The property includes all temples and gardens in diverse forms that give concrete expression to the creation of a Buddhist Pure Land. At the same time, it includes all component parts essential to the site as a political and administrative center built to reflect Japan’s unique Buddhist thought while at the same time achieving a Buddhist Pure Land. Each component part contains the necessary scope to serve as elements expressing the property’s nature as a political and administrative center that sought to express the Pure Land as a Buddhist ideal world. All component parts have been preserved in good condition. The surrounding environment is also well maintained and plays a supplementary role in recognizing the Pure Land of Hiraizumi as a Buddhist ideal world.
Among the political and administrative centers in the Asian region that were strongly influenced by religious thought and are currently on the World Heritage List, those related to capital cities include the “Historic Monuments of Ancient Nara” (Japan), “Gyeongju Historic Areas” (South Korea), and “Historic Ensemble of the Potala Palace, Lhasa” (China), while “Kamakura, Home of the Samurai” and the “Asuka-Fujiwara Archaeological Sites of Japan’s Ancient Capitals and Related Properties” are included in the Japan’s tentative list.

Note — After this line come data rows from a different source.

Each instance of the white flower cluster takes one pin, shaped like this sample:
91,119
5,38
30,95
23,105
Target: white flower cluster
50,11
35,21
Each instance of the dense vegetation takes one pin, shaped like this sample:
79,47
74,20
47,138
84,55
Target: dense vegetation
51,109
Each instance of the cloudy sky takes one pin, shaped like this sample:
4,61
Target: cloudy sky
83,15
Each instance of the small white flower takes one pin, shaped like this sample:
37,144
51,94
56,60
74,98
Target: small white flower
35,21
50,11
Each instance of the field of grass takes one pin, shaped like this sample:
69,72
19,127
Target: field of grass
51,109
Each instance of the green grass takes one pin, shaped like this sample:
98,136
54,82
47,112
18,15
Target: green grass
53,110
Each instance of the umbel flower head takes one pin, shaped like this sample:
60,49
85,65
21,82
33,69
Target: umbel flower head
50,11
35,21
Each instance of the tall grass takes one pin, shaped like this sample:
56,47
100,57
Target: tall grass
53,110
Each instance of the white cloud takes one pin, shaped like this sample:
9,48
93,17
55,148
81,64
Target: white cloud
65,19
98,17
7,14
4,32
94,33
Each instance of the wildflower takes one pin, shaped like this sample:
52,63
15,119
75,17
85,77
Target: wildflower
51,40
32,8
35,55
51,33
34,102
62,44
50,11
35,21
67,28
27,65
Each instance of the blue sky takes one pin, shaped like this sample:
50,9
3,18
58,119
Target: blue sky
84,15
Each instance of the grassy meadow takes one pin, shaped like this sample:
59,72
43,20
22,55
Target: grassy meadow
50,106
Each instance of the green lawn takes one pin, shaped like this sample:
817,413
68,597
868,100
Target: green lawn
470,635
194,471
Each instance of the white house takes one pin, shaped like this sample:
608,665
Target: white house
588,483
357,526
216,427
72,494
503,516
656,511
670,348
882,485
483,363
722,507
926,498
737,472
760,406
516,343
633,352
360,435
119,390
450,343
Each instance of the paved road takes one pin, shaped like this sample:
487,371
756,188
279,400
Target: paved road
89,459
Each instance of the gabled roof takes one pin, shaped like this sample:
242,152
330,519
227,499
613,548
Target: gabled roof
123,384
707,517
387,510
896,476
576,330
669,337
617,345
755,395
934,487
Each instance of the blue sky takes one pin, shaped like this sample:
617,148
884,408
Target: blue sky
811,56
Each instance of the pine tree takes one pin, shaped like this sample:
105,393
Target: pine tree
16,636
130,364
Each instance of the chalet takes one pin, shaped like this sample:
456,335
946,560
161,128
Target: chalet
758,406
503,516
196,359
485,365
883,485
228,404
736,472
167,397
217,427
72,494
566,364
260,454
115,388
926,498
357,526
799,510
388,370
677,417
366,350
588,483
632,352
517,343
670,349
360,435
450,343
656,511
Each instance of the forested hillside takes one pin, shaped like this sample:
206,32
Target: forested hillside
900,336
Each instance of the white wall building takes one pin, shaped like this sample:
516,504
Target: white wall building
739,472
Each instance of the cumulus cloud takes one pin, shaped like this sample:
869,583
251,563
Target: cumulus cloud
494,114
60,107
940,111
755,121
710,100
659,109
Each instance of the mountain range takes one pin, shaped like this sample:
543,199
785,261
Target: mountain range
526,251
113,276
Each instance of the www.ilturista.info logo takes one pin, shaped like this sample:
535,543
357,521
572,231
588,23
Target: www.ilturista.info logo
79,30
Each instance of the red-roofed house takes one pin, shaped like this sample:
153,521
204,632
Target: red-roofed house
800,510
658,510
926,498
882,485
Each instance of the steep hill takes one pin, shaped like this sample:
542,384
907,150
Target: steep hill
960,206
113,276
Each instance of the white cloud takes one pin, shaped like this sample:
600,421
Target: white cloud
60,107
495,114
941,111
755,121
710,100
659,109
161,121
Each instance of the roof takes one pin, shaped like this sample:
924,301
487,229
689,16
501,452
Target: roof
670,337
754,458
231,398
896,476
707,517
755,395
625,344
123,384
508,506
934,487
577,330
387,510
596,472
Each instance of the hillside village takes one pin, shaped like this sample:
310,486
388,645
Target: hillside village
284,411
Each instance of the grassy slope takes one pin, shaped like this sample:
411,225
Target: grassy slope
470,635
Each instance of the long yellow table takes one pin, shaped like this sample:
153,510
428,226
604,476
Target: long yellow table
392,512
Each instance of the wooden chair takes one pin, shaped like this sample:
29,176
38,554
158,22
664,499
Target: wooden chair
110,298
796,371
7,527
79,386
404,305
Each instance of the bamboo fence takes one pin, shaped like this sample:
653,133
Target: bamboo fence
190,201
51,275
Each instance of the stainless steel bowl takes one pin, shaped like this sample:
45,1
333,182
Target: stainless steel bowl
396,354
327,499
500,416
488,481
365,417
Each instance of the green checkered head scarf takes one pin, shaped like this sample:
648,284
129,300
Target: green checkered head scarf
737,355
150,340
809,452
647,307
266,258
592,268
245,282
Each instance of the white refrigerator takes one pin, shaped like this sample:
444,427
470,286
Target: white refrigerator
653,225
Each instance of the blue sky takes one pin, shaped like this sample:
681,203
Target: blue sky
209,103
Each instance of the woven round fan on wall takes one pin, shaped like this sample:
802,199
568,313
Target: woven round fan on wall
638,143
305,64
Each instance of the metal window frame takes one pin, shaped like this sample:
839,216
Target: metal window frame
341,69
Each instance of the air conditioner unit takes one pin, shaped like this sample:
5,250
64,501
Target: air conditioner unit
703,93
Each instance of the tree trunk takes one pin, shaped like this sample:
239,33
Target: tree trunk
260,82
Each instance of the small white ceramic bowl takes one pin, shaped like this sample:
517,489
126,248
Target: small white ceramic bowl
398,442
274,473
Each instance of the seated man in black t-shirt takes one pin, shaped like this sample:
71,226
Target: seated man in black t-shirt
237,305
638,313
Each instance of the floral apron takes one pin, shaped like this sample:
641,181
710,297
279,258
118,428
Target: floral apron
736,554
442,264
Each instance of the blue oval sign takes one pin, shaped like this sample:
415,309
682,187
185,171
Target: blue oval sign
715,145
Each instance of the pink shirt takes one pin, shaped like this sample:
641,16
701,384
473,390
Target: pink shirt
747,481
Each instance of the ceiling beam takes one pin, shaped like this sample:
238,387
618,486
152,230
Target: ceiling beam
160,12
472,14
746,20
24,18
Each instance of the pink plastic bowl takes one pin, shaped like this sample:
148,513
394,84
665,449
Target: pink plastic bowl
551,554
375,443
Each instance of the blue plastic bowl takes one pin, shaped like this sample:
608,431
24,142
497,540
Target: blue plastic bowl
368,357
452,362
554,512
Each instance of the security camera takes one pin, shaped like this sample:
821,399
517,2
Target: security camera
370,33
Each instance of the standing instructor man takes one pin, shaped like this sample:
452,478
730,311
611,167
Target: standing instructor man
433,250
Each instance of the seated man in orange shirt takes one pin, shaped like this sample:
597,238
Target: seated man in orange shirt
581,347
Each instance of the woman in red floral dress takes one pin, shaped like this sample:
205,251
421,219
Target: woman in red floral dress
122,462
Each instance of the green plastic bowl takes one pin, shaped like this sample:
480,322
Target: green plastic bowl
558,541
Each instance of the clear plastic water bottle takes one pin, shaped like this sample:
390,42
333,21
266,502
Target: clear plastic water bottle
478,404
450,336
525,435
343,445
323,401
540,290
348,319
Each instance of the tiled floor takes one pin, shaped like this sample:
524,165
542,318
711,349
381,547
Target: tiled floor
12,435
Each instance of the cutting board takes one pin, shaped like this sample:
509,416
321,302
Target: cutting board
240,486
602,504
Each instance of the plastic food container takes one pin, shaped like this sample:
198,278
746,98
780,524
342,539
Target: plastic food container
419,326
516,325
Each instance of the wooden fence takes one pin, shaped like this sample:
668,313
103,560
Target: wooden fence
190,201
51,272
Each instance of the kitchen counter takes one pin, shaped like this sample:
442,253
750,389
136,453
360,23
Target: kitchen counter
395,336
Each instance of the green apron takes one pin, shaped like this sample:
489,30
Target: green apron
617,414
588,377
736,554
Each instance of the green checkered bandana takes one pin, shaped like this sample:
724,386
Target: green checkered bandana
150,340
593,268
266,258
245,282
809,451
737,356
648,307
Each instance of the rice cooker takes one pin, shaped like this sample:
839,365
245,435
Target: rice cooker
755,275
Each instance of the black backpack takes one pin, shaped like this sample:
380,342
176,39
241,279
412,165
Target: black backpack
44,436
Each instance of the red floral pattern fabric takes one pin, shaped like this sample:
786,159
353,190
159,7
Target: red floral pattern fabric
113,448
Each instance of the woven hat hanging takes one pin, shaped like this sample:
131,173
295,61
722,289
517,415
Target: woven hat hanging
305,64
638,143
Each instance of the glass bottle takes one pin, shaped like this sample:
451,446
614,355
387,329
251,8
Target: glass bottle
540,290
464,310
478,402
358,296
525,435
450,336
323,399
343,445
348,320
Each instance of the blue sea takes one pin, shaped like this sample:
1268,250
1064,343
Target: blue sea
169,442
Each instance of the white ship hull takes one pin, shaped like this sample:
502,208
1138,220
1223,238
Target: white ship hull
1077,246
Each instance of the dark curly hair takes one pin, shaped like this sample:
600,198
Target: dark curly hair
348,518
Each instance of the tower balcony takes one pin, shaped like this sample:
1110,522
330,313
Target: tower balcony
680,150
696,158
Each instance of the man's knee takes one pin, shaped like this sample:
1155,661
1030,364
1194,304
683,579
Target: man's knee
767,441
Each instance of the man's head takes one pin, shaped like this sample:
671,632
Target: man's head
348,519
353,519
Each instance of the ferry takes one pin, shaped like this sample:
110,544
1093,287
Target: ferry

Among these properties, there are none that are similar to the Hiraizumi cultural heritage in that the layout of the Buddhist temples and gardens, tombs, and residence/offices are positioned in the central area in such a way as to express the manifestation of the Pure Land based on a unique Buddhist thought that developed in that location. Nor are any similar in that the relevant facilities in the central and surrounding areas were deliberately positioned to create an overall manifestation of the Pure Land as a Buddhist ideal world.